2nd UPDATE: Retailers Same-Store Sales Not As Low As Feared
September 03 2009 - 10:32AM
Dow Jones News
Retailers delivered some of their best same-store sales in
almost a year in August, with apparel retailers and discounters
benefiting from some early back-to-shool buying, while department
stores continued struggling for the right formula to bring
customers back.
The showing is prompting some analysts to say that July's big
drop was the bottom of a downturn that began for the industry last
fall and that has stubbornly stuck while other areas of the economy
are improving.
Still, a quick recovery is not expected since fully half of
retailers missed projections.
Sales at stores open more than a year, a key measure of
retailers' health, slipped 2.9% last month, when a 3.8% drop was
expected. The results are based analysts' estimates for 30
retailers and compiled by Thomson Reuters.
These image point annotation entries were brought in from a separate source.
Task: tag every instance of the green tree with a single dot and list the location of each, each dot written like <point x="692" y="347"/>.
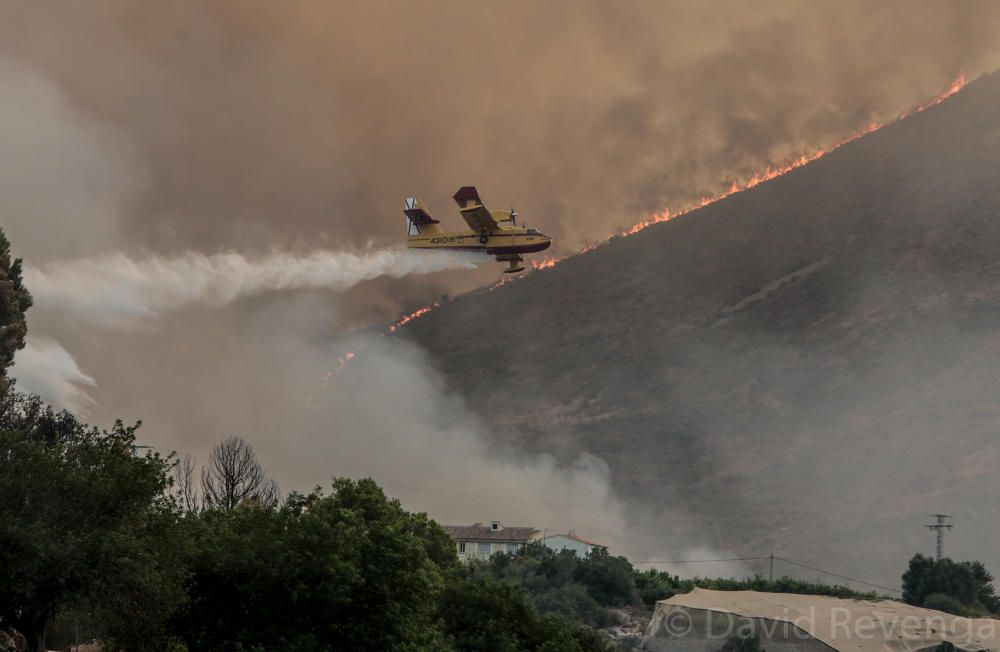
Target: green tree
<point x="14" y="302"/>
<point x="352" y="570"/>
<point x="742" y="643"/>
<point x="483" y="614"/>
<point x="83" y="521"/>
<point x="968" y="582"/>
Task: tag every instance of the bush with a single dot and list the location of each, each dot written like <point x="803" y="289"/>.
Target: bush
<point x="945" y="603"/>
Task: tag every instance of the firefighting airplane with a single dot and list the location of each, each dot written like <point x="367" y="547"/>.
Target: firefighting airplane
<point x="496" y="232"/>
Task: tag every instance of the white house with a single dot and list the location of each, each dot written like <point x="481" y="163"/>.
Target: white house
<point x="480" y="540"/>
<point x="570" y="541"/>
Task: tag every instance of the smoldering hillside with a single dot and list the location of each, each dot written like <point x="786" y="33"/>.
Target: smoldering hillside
<point x="808" y="367"/>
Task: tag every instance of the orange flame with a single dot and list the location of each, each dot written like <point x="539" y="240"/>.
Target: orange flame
<point x="410" y="317"/>
<point x="756" y="179"/>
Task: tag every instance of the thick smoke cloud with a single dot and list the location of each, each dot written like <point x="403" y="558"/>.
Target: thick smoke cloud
<point x="45" y="368"/>
<point x="139" y="140"/>
<point x="115" y="289"/>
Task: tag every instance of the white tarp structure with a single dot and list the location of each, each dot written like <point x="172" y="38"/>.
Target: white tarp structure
<point x="703" y="620"/>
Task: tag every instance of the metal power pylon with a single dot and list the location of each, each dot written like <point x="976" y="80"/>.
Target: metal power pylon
<point x="939" y="527"/>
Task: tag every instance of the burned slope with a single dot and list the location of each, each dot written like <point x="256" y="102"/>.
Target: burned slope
<point x="808" y="366"/>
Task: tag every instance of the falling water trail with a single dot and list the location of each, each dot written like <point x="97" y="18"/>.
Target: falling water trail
<point x="118" y="290"/>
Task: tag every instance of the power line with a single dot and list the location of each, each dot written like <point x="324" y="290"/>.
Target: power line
<point x="698" y="561"/>
<point x="787" y="561"/>
<point x="837" y="575"/>
<point x="939" y="527"/>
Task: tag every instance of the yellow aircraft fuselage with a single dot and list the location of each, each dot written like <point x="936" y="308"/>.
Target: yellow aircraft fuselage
<point x="495" y="233"/>
<point x="515" y="240"/>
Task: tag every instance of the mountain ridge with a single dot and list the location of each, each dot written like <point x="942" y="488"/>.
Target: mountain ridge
<point x="772" y="345"/>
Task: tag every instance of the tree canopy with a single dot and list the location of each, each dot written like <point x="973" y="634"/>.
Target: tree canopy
<point x="14" y="302"/>
<point x="941" y="583"/>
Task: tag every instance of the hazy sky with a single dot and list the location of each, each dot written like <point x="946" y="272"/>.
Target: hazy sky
<point x="290" y="132"/>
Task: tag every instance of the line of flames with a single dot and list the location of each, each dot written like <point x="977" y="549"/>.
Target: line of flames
<point x="666" y="215"/>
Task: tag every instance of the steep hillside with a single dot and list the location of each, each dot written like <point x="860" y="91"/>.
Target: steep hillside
<point x="810" y="366"/>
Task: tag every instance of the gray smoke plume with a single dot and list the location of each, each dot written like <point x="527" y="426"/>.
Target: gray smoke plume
<point x="116" y="289"/>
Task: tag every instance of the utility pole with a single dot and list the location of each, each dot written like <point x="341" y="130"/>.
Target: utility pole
<point x="939" y="527"/>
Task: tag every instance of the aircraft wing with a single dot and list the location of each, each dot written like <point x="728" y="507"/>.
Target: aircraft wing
<point x="473" y="211"/>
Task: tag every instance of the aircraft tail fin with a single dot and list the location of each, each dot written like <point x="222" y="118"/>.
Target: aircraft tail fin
<point x="419" y="217"/>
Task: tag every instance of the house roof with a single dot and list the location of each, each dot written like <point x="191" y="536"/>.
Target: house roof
<point x="575" y="537"/>
<point x="483" y="532"/>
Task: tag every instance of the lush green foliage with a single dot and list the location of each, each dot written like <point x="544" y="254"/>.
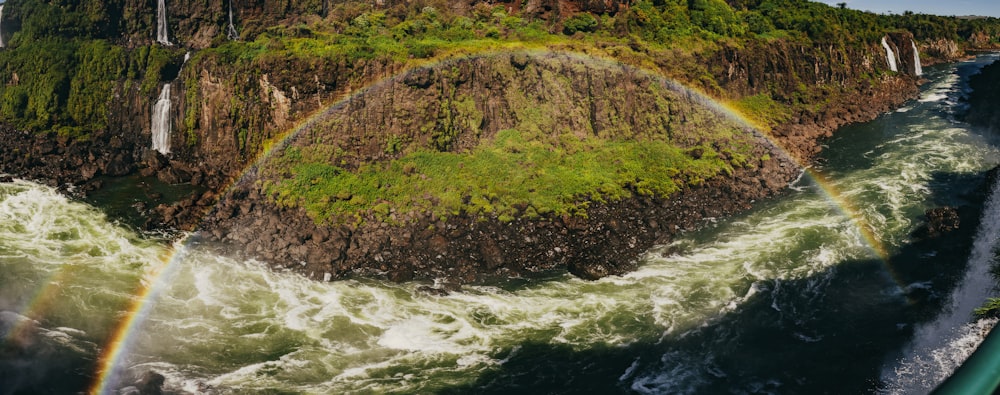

The showing, the best since last September, is somewhat skewed
by easier comparisons retailers faced as the bottom really started
falling out for the industry in August 2008 and sales that month
were relatively flat.
But many of the beats were big, including numbers turned in by
Target Corp. (TGT), Costco Wholesale Corp. (COST) and Gap Inc.
(GPS).
Industrywide, same-store sales fell for a 12th straight month -
highlighting the woes retailers have experienced as consumer
spending continues to decline. But with leaner inventories,
companies are hoping to avoid the markdowns of last year's holiday
season as sales then were even weaker than expected.
August results were also hurt by the late Labor Day holiday,
meaning some schools started sessions later than last year. Another
likely impact was the strong rebound in August U.S. auto sales on
the "Cash for Clunkers" program. It was seen as steering some
consumers away from retailers to car showrooms.
Still, the sales decline was smaller than July's 5.1%, and
comparisons will continue to get easier in the coming months. Weak
prior-year results in part helped cushion the August decline -
year-earlier same-store sales rose a scant 0.2%, according to
Thomson Reuters. That was the last increase for the industry.
Target reported a smaller than expected 2.9% same-store sales
decline, with Chairman and Chief Executive Gregg Steinhafel saying
traffic was "essentially" flat, "a meaningful improvement from
second-quarter trends. We're pleased with these results, which we
believe reflect the resilience of both our guests and our strategy
in a challenging environment."
Off-price apparel sellers TJX Cos.' (TJX) and Ross Stores Inc.
(ROST) have been posting some of the best results of late, and
analysts in recent days were sharply raising their August
estimates, said Retail Metrics.
TJX posted a same-store sales increase of 5%, while Ross Stores
reported a 6% gain, both results topping estimates.
Another bright spot was Gap. It posted a much smaller than
expected 3% decline on a surprise 4% increase at the
long-struggling Old Navy chain.
Aside from Abercrombie & Fitch Co. (ANF), many teen
retailers did better than expected. Abercrombie again led the way
down, posting a bigger-than-projected 29% same-store-sales decline
for August. The company has seen big declines for months as
price-conscious shoppers instead go to cheaper rivals like
Aeropostale Inc. (ARO). Aeropostale had record August results and a
9% increase. As such, it raised its earnings forecast for the
quarter by 2 cents a share.
Department stores continued their woes. Macy's Inc. (M) posted
an 8.1% same-store sales drop, while J.C. Penney Co. (JCP) had a
7.9% decline. But Kohl's Corp. (KSS) posted a surprise 0.2%
increase, which was aided by strength in the accessories and
women's departments.
Wal-Mart Stores Inc. (WMT) in May stopped reporting monthly
sales data.
Among retailers, Target shares are up 1.6% to $47.03, Costco is
up nearly 8% at $54.63 and Gap is up 6% to $20.88. Ross Stores are
up 1.2% at $45.74, TJX is up nearly 1% to $35 and Aeropostale is up
5.6% to $40.75. Abercrombie stock is down 4% to $30.74.